In 1975, my experiment was reprinted by the poet Larry Zirlin as a limited edition artist book in the form of a deck of cards to be shuffled and read in any order.  This may be one of the best ways to read the manifesto, and limited copies of this original collector’s edition are still available — drop me a note if you are interested in acquiring a numbered/lettered copy.
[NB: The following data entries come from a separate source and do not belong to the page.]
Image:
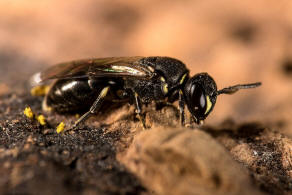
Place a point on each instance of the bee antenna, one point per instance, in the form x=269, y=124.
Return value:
x=235, y=88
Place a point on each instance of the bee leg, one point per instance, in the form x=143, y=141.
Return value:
x=95, y=106
x=139, y=110
x=181, y=104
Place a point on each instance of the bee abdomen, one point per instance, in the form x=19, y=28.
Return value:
x=71, y=95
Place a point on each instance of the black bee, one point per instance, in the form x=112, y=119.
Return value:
x=138, y=80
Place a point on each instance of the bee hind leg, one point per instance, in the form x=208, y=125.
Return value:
x=95, y=106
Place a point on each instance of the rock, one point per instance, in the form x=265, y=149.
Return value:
x=184, y=161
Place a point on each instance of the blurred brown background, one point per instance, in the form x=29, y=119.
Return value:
x=234, y=41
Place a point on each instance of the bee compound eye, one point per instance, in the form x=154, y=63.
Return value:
x=198, y=100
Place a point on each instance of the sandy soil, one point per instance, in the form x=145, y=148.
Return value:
x=245, y=146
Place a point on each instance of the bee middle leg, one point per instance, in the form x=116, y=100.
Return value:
x=139, y=110
x=95, y=106
x=181, y=104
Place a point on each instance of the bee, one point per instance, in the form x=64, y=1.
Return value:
x=86, y=84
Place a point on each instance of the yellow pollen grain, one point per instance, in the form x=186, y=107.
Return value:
x=209, y=104
x=60, y=127
x=28, y=113
x=41, y=119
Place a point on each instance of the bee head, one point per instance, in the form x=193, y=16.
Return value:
x=200, y=93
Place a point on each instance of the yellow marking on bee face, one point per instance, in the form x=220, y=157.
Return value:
x=40, y=90
x=104, y=92
x=209, y=104
x=150, y=68
x=28, y=113
x=60, y=127
x=41, y=119
x=183, y=78
x=165, y=88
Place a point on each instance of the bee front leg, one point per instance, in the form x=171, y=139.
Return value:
x=181, y=104
x=139, y=110
x=95, y=106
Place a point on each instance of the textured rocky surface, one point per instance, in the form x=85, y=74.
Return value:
x=245, y=145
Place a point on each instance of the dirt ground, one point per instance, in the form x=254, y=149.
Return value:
x=245, y=145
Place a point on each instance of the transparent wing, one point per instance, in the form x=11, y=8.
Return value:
x=100, y=67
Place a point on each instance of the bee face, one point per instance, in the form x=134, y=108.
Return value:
x=200, y=93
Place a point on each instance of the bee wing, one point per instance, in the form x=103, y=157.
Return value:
x=100, y=67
Physical copies should also be available on Amazon.com shortly as well.

 

I’d love to have your reviews and thoughts once you’ve had the chance to check out my “manifesto.”  Feel free to post them on GoodReads.com at your leisure.  Additional information about The Pontoon Manifesto including selected exhibitions, selected collections, and its publication history can be found here: The Pontoon Manifesto.

REVIEWS & COMMENTS

‘Thirty-three fictional beginnings to be shuffled and read in any order?’  I did it and I’m hooked.
-Alexandra Garrett, NewLetters, Beyond Baroque Foundation Los Angeles, 1975

Korn’s persona is a latter-day Huck Finn on his raft riding out of yesterday into today, graduating from innocence to the no-sense world of Tanguy, Ernst, Dali and Kafka.  This post-McLuhan Shandyesque card-read, play-book  is elegant, whimsical, politically satirical and truly surreal.
-Arlene Zekowski, Small Press Review, Dustbooks, Paradise, California, 1975

A fictional house of cards designed to destroy the everlasting sanity of librarians everywhere.
-Bill Katz, “Best Small Press Titles of 1975” Library Journal, New York, 1975

The Pontoon Manifesto can be read as many ways as it can be shuffled, creating a new plot with every reading.  In trusting his reader to create the fiction, Korn appears to believe my mind contains as many interesting possibilities as his own.
-Tom Montag, Learning to Read Again: Some Notes on Eight Recent Books, Cat’s Pajama Press, Chicago, 1976

Free from an established view of art and literature, Henry James Korn challenges us to take up the gauntlet and write our own stories.
-Loris Essary, Assembling Assembling, Pratt Graphics Center exhibition catalogue edited by Richard Kostelanetz, Assembling Press, New York, 1978


The Pontoon Manifesto electronic web edition was designed by Chris Aldrich of  Boffo Socko Books who deployed a web-based randomizer which reorders the paragraphs endlessly at the click of a button.